First we draw the lines AB, CD and EF whose equations are x + 2y = 3, x + 4y = 4 and 3x + y = 3 respectively.

Line	Equation	Points on the X-axis	Points on the Y-axis	Sign	Region
AB	x + 2y = 3	A(3, 0)	B`(0, 3/2)`	≥	non-origin side of line AB
CD	x + 4y = 4	C(4, 0)	D(0, 1)	≥	non-origin side of line CD
EF	3x + y = 3	E(1, 0)	F(0, 3)	≥	non-origin side of line EF

The feasible region is XCPQFY which is shaded in the graph.

The vertices of the feasible region are C(4, 0), P, Q and F (0, 3).

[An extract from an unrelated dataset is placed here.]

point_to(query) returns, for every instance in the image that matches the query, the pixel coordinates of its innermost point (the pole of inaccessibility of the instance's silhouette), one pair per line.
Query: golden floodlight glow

P is the point of intersection of the lines x + 4y = 4 and x + 2y = 3

On subtracting, we get

2y = 1 

∴ y = `1/2`

Substituting y = `1/2` in x + 2y = 3, we get

x + 2`(1/2)` = 3

∴ x = 2

∴ P ≡ `(2, 1/2)`

Q is the point of intersection of the lines

x + 2y = 3     ....(1)

and 3x + y = 3      ...(2)

Multiplying equation (1) by 3, we get

3x + 6y = 9

Subtracting equation (2) from this equation, we get

5y = 6

∴ y =`6/5`

∴ from (1), x + 2`(6/5) = 3`

∴ x = `3 - 12/5 = 3/5` 

∴ Q ≡ `(3/5,6/5)`

The values of the objective function z = 6x + 21y at these vertices are

z(C) = 6(4) + 21(0) = 24

z(P) = 6(2) + 21`(1/2)`

= 12 + 10.5 = 22.5

z (Q) = `6(3/5) + 21(6/5)`

`= 18/5 + 126/5 = 144/5 = 28.8`

z(F) = 6(0) + 21(3) = 63

∴ z has minimum value 22.5, when x = 2 and y = `1/2`.